We talk a lot about “active recovery” – but what does that mean?
Here’s a scenario for you:
It’s Thursday and you are sore.
On Monday, you came into the gym and performed 75 burpees in a workout. Then Tuesday came and brought with it box jumps and pull-ups.
To top it all off, Wednesday involved deadlifts and ring dips. You roll out of bed and think, “I’m not going to the gym today. I am way too sore!”
But what if I told you that the best thing for you that day was to move? It’s a common misconception that the best thing to do on a rest day is to, well, rest.
Go to the gym. Go enjoy a walk or bike ride around the park. Whatever you do, I just want you to MOVE.
Believe it or not, what your body actually needs is movement. I’m not talking about Fran or 400-meter repeats here, but steady movement at a conversational pace.
Think walking your dog, going to the gym for a light rowing session, or even spending 20 minutes with a foam roller.
It’s been proven that the increased blood flow from moving is going to help your body recover faster. This will set you up to come back into the gym feeling better and hitting those PRs faster!
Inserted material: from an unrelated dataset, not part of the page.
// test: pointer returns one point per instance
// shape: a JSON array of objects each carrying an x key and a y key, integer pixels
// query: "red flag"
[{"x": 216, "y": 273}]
In his article “Passive Vs. Active Recovery: Which Is More Effective?”, Jonathan Ross states:
”Our bodies are like large skin bags full of water. When we compress a part of the body [through movement or massage], we squeeze out ‘old’ fluid that carries the waste products of muscle breakdown. When we release that pressure, fresh blood comes in to deliver the nutrients and warmth to help with repair and rebuilding.”
One of my favorite resources for this is the Performance Care Segment (PCS) released each Tuesday by Active Life Rx. I try to incorporate this free content into my weekly routine.
Another great example is treating yourself with a massage! If the funds are tight for the month, a lacrosse ball can generate the same effects.